Async deinit: Optimization Goals

Nickolas_Pohilets · February 5, 2023, 8:03pm

I was thinking about implementation of the async deinit, and realised that I don't fully understand the problem.

In this case, naïve implementation would create a fresh task for each async deinit. What exactly is the concern here. Is it performance cost of the creation of the new task? Is it about memory usage with a large number of tasks executing concurrently? It is about cost of switching between tasks?

Is task creation/destruction expensive? Does pooling tasks have any benefits in general case? Does pooling have benefits if tasks are known to have identical priority and initial task-locals?

DevAndArtist · February 6, 2023, 6:26am

I have not that extensive experiences with deinit so I have a few questions:

What happens when the compiler calls deinit on an object? Are the stored properties of that object (even weak once) still all in tact?
What happens after the call? Will the Compiler proceed recursively?
Is it possible to delay or even stop this process, by extending the objects lifetime or forcefully assigning a reference to self somewhere else?

I haven't read the other discussion, but this partly feels like another pseudo cooperative "cancellation". An unstructured task's cancel method is nonisolated and synchronous, but it's just a signal.

Could a deinit not remain nonisolated and synchronous in case the last question from before is actually possible?

An object which gets its deinit called could then extend the lifetime of self to cooperatively clean up in an asynchronous way and then release the extended reference again to potentially re-trigger deinit.

Again, that's just a gut feeling. Not really speaking from experience. However a cooperative deinit sounds like an interesting concept.

John_McCall · February 6, 2023, 11:20pm

Yes. deinit is called immediately before the component-wise destruction of the stored properties. In principle, there doesn't have to be a phase distinction between these as long as we can make sure that nothing happens with a partially-destructed object; for example, we should be able to consume values out of stored properties as long as we don't then try to use the full self value. In classes with inheritances, however, that would get tricky because calling super.deinit is one of the things that cannot happen with a partially-destructed object; that is, soundness under inheritance has a tendency to force a phase distinction.

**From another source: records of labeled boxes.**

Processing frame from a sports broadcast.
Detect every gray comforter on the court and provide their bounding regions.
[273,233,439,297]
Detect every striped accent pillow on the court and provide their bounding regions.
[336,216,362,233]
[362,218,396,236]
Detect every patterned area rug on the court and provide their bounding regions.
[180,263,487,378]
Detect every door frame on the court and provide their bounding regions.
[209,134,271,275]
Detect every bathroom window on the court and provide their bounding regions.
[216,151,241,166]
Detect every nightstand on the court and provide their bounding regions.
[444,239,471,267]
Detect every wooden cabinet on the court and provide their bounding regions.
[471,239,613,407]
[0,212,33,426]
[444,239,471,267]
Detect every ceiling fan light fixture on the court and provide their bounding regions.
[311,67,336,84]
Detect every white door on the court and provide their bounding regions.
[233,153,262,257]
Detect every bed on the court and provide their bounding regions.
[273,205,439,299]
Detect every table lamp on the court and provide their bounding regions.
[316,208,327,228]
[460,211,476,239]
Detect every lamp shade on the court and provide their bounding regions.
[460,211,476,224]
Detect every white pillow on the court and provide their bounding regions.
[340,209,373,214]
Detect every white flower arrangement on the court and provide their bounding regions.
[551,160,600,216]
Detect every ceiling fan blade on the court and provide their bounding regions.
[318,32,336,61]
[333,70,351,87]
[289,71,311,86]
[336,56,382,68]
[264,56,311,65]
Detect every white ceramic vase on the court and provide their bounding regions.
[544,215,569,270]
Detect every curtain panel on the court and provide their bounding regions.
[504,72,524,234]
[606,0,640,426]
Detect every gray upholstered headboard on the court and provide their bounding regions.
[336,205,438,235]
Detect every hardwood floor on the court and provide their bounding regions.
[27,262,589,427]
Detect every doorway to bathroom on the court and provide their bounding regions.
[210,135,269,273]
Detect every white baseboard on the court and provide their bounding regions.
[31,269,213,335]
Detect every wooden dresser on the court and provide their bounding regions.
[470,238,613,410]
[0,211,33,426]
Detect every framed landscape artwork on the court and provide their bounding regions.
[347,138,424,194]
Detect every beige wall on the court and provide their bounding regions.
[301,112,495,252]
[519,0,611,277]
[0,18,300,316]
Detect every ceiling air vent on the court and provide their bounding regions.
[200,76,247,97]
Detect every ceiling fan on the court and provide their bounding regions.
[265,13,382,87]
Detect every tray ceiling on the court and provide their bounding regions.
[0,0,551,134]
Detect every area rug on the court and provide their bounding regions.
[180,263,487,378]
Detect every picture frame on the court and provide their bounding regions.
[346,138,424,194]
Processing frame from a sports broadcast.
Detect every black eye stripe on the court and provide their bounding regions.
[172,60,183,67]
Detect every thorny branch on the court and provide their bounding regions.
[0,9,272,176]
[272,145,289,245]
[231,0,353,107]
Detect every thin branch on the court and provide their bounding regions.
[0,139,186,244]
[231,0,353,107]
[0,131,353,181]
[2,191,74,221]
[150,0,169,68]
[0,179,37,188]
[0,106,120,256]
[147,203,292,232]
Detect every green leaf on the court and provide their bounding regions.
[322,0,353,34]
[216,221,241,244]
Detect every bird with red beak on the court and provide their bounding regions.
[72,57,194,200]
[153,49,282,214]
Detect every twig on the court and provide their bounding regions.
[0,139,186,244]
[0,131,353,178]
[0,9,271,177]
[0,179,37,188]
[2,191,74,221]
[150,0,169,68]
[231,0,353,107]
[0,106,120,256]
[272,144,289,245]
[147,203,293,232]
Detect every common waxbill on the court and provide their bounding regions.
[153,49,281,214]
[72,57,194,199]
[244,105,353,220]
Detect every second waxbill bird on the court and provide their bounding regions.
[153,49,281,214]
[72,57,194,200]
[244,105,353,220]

There's nothing different about weak properties except that weak references to objects that have entered deallocation will read as nil. But that's about the target of the reference, not the source; the weak properties of self in a deinit are still normal.

I'm not entirely sure, but I think this is answered above.

This is called "resurrection", and no, we intentionally do not allow it. There is a (language) bug that makes this have unsafe behavior today, but the solution for that will be to statically prevent it; we will never have a mechanism in deinit to stop object destruction. (People ask for this sort of thing now and again for all sorts of clever reasons that are ultimately really, really bad ideas.)

My general feeling is that async deinit is an attempt to do things via object lifetimes that shouldn't be done that way.

kavon · February 7, 2023, 12:35am

All of the stored properties of the object are destroyed. Code to destroy the properties is automatically injected into all deinits (implicit or not). For a stored property of reference type, release is called on it, which can recursively trigger that object's deinit if it's the last reference. While copyable value types do not have a user-defined deinit, each member of such instances are still recursively destroyed. Destroying simple types like an Int is a no-op.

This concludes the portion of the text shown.